29.11.2007 | aktual.: 29.11.2007 19:35
W III zmianie PKW, która zacznie działać w Afganistanie wiosną 2008 roku, dodatkowo 180 żołnierzy będzie obsługiwać śmigłowce - cztery transportowe Mi-17 i cztery bojowe Mi-24. Stu ludzi stanie się obsadą prowadzonego przez Polskę regionalnego zespołu odbudowy Provincial Reconstruction Team (PRT). Śmigłowce są obecnie przygotowywane do lotów w rozrzedzonym górskim powietrzu.
Helikoptery, które mają być gotowe do eksploatacji na początku trzeciej zmiany polskiego kontyngentu, mają w pewnym stopniu uniezależnić polskie wojsko od amerykańskiego transportu. Wysłanie własnych śmigłowców do Afganistanu zapowiedział jeszcze Radosław Sikorski, gdy był ministrem obrony.
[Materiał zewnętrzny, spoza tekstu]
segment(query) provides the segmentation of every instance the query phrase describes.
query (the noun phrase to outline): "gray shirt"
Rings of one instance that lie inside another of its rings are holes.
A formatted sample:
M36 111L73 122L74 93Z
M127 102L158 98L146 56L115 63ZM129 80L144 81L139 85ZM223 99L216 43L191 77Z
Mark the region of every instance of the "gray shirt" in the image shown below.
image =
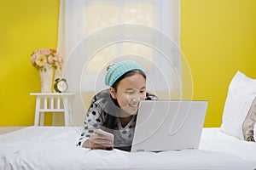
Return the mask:
M149 93L146 93L145 99L155 100L157 97ZM90 138L95 129L102 128L113 134L114 148L121 149L123 147L131 146L137 116L133 116L126 126L122 127L119 117L128 116L125 114L126 113L119 106L117 101L111 98L108 89L99 92L92 99L84 120L84 126L77 145L82 146L83 143Z

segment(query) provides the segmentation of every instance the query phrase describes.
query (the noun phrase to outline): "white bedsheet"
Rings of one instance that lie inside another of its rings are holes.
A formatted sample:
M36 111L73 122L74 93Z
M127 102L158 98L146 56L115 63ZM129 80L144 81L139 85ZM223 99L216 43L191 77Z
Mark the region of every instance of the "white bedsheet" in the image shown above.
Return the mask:
M241 140L221 132L218 128L203 129L199 149L240 156L256 169L256 142Z
M0 135L0 169L253 169L256 156L247 162L241 150L215 151L233 144L218 133L204 129L201 150L129 153L76 147L79 133L74 128L28 127Z

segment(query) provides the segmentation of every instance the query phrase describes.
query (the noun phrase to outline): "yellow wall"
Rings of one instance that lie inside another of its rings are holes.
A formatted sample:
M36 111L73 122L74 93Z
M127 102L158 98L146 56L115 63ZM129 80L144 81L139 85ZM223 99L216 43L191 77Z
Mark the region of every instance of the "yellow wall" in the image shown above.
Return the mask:
M9 0L0 5L0 126L33 125L38 72L31 53L56 48L60 0Z
M236 71L256 78L256 1L181 0L182 51L194 99L209 100L205 127L218 127Z
M38 48L56 48L60 0L9 0L0 5L0 126L33 124ZM237 70L256 78L256 1L181 0L182 51L194 99L209 100L206 127L221 123L228 85Z

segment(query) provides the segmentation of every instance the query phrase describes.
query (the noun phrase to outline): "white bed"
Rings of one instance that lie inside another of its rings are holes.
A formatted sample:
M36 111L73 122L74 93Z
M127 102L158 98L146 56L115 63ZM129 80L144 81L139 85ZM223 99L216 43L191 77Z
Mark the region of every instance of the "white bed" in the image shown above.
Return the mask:
M199 150L130 153L75 146L79 128L27 127L0 135L0 169L255 169L256 143L204 128Z

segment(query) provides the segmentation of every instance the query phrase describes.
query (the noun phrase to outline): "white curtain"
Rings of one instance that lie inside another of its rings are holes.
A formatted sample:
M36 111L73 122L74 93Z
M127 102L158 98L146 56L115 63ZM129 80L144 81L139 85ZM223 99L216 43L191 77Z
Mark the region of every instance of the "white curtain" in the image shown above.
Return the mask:
M83 124L91 97L108 88L107 66L123 60L143 65L160 99L181 99L179 47L179 0L61 0L58 50L75 94L72 122Z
W Afganistanie działa obecnie blisko 38 PRT. Są to zespoły cywilów i wojskowych, a do ich zadań należy pomoc w zapewnieniu bezpieczeństwa i odbudowie infrastruktury. Dotychczas Polacy w Afganistanie nie kierują żadnym z takich zespołów, polski pododdział w Mazar-e-Sharif ochrania PRT kierowany przez Szwedów.
Pod koniec października misję w ramach ISAF oficjalnie przejęła druga półroczna zmiana polskiego kontyngentu. Liczy on do 1200 ludzi. Ich zadania to zapewnienie bezpieczeństwa, szkolenie afgańskich żołnierzy i policjantów, ochrona projektów odbudowy. Polskie wojska stacjonują w Kabulu, Bagram, Mazar-i-Szarif, prowincjach Ghazni i Paktika oraz w Kandaharze.